La Guadeloupe est sérieusement touchée par le trafic de drogue qui transite depuis la Guyane. Des trafiquants ont été arrêtés à l'aéroport. Les jeunes ne sont pas les seuls à être touchés ; il y a aussi des mères de famille et des gens plus âgés. Le trafic fonctionne comme un business, autour d'un réseau organisé. Il constitue une source de revenus, mais qui empoisonne la vie des familles. Il tue les mules, mais il tue aussi ceux qui ingèrent ces substances fatales.
La lutte contre le trafic passe par la prévention et l'adaptation de la législation. Les moyens manquent, qu'il s'agisse de la police ou de la gendarmerie. Le cabotage entre les îles facilite le déplacement des trafiquants. On a même retrouvé des ballots de drogue sur le transporteur de la fusée Ariane !
M. Olivier Cigolotti, président. - Cette mission n'a pas pour objet de rédiger un énième rapport, mais de lister des propositions concrètes. Le dossier est complexe. Nous le décortiquerons point par point.
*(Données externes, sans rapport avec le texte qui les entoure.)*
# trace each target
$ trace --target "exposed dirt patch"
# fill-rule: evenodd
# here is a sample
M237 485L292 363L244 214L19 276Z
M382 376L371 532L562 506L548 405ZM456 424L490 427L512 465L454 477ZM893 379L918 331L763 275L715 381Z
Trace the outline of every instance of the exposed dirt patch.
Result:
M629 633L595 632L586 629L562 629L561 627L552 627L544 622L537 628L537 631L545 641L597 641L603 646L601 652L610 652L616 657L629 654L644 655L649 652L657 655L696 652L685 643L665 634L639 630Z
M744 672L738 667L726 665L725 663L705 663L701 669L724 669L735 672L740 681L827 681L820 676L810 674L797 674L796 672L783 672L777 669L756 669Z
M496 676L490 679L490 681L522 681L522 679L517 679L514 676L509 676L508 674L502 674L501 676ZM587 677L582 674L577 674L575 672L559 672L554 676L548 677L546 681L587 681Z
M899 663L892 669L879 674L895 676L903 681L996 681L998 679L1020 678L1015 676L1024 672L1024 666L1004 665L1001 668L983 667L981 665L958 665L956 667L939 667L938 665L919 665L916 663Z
M. Michel Dagbert. - Je remercie ceux qui ont été à l'initiative de cette mission d'information. Je félicite le rapporteur et le président. Notre rapporteur l'a dit : des décisions ont été actées il y a à peine un an. J'espère que la mission pourra évaluer les effets positifs de ces décisions et identifier celles qui sont efficaces.
La dimension sociale du problème et la protection des plus jeunes sont des enjeux importants, même s'il n'y a pas que des jeunes qui se laissent entraîner dans ce type de trafic.
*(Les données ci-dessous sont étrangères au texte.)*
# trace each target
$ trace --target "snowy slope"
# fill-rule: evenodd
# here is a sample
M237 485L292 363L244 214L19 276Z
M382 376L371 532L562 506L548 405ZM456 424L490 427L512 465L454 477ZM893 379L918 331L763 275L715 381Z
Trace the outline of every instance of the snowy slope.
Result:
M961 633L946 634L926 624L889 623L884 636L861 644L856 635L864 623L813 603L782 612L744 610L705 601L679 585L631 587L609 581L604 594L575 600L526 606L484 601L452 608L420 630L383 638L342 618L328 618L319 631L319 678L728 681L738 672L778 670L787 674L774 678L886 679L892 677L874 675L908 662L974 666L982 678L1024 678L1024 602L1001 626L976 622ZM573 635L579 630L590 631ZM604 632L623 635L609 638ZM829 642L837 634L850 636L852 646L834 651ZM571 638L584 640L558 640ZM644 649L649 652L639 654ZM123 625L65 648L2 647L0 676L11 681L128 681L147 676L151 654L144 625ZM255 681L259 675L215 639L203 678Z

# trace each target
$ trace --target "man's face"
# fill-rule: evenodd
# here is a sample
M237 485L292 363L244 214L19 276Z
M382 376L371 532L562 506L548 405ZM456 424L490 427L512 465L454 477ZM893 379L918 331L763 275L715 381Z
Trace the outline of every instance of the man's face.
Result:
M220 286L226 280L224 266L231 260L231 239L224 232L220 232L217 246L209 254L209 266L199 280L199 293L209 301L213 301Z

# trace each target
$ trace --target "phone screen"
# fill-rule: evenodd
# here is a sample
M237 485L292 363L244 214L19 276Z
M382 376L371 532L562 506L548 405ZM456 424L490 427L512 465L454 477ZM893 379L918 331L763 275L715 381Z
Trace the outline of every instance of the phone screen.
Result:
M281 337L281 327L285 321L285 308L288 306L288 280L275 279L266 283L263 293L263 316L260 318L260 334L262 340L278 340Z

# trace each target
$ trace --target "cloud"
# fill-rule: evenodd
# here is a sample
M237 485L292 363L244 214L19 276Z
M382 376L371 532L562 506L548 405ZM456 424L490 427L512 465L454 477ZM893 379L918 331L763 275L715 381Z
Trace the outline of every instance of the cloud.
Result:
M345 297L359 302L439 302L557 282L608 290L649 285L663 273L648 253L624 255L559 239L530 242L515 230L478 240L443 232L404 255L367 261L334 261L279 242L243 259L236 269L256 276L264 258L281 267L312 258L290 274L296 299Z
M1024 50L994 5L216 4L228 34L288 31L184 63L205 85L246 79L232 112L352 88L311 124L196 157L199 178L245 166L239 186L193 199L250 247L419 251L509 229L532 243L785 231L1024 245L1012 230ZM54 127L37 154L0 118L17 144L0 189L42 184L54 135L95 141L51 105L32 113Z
M. Olivier Cigolotti, président. - Nous nous retrouverons le lundi 25 mai à 18 heures pour l'audition du préfet de Guyane.
M. Antoine Karam, rapporteur. - Merci à tous pour vos encouragements. Il faut éviter que le fléau ne s'aggrave. La crise du Covid-19, qui frappe partout, contribue à faire diminuer le trafic, car il y a moins d'avions. Nous ne pouvons cependant pas nous en réjouir. Nous avons à mener un combat commun pour aboutir à des propositions concrètes. Nos jeunes doivent pouvoir nourrir d'autres espérances que celle de vivre du trafic de stupéfiants. Si tout va bien, je pourrai être à Paris avant la mi-juin.
La téléconférence est close à 16 h 30.